We acknowledge the limitations of our study due to its pilot character. Our investigation did not reveal any particular disturbances of postural control in patients with LLD. Hence we insist on the complementation of static posturography with electromyography in order to reveal patterns of muscle activity which are likely to serve as a compensation to posture alternations. The examined group should be more numerous and more homogenous in terms of value of LLD and age in a further stage of the research on the influence of LLD on postural control.

No significant disturbances of postural control in individuals with LLD were found in the presented study.
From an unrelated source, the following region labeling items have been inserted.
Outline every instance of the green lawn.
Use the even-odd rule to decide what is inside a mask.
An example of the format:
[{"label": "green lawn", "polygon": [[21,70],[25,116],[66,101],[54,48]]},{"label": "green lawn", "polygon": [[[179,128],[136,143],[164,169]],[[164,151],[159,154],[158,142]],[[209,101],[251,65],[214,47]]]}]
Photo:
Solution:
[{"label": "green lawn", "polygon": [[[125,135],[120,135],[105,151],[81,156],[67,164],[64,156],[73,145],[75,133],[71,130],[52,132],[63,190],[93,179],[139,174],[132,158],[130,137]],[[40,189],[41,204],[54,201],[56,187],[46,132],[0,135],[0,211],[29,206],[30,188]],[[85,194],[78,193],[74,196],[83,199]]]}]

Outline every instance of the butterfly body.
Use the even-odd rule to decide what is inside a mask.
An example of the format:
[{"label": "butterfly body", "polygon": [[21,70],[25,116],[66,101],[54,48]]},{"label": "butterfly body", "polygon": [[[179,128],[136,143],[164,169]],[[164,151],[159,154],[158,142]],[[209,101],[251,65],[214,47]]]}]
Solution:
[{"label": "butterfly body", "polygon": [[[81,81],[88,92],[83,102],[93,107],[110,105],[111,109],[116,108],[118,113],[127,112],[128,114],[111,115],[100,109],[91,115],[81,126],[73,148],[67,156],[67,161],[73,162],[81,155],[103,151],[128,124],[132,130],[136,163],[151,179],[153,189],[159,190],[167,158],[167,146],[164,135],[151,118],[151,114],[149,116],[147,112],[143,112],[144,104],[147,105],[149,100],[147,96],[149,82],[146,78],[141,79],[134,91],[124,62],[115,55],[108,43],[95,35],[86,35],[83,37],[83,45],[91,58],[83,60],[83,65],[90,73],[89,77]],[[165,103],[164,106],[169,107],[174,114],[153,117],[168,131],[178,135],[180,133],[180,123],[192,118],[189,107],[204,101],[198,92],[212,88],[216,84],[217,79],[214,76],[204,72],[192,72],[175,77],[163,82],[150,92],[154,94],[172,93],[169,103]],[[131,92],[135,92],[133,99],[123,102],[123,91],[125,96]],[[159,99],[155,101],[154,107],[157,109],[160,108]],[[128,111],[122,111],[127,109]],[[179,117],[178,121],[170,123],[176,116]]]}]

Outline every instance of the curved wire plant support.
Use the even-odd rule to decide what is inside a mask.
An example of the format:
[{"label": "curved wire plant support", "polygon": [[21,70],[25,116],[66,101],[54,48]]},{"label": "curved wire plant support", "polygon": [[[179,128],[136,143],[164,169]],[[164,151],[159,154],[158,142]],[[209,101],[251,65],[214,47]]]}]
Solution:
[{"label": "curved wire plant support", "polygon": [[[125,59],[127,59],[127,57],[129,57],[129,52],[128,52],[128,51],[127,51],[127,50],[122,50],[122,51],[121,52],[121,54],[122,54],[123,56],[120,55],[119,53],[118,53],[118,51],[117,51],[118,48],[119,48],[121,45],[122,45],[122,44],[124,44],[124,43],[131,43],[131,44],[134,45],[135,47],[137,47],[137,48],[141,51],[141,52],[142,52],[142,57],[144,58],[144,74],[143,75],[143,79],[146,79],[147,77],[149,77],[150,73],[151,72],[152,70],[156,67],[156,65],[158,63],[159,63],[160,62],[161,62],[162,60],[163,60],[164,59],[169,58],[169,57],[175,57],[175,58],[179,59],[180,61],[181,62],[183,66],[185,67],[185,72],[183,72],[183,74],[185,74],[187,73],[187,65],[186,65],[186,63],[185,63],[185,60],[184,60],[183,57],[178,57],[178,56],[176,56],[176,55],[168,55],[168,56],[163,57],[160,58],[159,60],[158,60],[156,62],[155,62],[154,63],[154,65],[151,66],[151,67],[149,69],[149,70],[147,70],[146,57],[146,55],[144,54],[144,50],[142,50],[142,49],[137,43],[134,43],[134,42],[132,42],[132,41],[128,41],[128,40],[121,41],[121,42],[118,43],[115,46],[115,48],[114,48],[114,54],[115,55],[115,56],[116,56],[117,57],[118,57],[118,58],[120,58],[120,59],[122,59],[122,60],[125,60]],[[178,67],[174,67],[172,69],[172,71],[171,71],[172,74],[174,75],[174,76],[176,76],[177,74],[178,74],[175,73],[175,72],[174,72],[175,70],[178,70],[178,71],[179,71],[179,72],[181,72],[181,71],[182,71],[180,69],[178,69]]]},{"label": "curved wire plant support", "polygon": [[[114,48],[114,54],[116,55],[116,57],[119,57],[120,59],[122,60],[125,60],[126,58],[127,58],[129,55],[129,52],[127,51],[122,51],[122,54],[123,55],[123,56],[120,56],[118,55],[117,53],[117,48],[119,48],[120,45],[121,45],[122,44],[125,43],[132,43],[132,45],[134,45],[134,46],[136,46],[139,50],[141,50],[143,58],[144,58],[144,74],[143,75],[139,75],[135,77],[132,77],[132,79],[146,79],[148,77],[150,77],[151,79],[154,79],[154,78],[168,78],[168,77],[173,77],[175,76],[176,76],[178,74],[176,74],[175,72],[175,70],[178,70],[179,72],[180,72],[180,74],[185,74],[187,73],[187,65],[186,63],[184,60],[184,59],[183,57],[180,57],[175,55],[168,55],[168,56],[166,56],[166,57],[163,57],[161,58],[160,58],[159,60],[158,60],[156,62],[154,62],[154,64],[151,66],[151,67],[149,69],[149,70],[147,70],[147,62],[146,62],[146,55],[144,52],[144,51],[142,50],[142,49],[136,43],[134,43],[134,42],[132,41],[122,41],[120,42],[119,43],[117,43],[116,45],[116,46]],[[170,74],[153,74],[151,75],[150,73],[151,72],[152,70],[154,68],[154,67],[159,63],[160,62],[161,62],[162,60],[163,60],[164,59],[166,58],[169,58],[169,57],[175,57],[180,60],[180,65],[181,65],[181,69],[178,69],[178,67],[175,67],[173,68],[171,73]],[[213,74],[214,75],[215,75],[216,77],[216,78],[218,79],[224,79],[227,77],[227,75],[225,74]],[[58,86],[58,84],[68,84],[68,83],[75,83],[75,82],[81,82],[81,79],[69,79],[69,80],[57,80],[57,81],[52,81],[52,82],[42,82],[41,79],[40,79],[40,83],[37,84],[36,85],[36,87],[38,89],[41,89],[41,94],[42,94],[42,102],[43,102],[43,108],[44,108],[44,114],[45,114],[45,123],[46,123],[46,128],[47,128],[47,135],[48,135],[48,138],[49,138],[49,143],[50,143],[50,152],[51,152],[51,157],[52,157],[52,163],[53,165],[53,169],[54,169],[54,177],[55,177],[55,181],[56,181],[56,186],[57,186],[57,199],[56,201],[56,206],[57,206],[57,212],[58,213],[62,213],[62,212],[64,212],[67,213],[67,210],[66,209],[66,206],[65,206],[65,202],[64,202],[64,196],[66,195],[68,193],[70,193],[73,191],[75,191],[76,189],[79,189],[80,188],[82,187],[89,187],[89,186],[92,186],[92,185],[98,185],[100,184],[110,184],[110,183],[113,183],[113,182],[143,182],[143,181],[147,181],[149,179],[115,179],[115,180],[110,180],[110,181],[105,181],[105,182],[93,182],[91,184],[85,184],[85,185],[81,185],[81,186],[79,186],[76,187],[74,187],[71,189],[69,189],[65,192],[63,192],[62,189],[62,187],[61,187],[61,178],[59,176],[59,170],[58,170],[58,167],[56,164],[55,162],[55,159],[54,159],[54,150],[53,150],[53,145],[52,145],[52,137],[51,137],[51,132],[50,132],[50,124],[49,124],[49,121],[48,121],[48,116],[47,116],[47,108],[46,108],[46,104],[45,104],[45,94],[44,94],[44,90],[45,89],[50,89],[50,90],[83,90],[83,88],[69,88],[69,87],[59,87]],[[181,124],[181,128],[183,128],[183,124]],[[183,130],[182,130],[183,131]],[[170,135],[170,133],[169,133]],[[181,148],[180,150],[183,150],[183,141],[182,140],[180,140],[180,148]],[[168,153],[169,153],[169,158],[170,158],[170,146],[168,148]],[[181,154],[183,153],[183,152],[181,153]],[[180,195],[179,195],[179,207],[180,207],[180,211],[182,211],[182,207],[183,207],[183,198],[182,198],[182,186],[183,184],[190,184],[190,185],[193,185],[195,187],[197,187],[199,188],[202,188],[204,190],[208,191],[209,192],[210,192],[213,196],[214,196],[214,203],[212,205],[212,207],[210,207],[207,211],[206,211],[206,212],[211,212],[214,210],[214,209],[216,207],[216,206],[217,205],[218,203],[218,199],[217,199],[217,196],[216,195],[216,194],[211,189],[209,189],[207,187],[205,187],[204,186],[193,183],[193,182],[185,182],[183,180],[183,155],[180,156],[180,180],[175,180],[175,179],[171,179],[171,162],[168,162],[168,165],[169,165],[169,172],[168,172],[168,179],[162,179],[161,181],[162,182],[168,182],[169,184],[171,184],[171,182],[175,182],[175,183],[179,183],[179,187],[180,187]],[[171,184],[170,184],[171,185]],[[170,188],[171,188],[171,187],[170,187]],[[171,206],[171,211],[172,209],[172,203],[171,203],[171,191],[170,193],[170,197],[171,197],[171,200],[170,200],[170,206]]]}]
That can support the thesis about posture compensations caused by a neuromuscular adaptation. The results of the investigation show that LLD causes a significant increase in the asymmetry of weight distribution. However, the preference of a greater limb loading (the shorter or the longer leg) is an individual feature. Due to the fact that an appropriate weight bearing is crucial for a correct osteogenesis process in the course of a leg lengthening procedure with the external fixation methods, the measurement of the symmetry of weight distribution is particularly essential at every stage of the treatment. The study confirms the important role of visual inputs in a feedback control of posture, especially in the condition of a narrowed width of the base of support. This observation does not depend on an occurrence of LLD. The analysis of mean COP sway velocity may suggest a proportional deterioration of postural control with the growth of the value of LLD.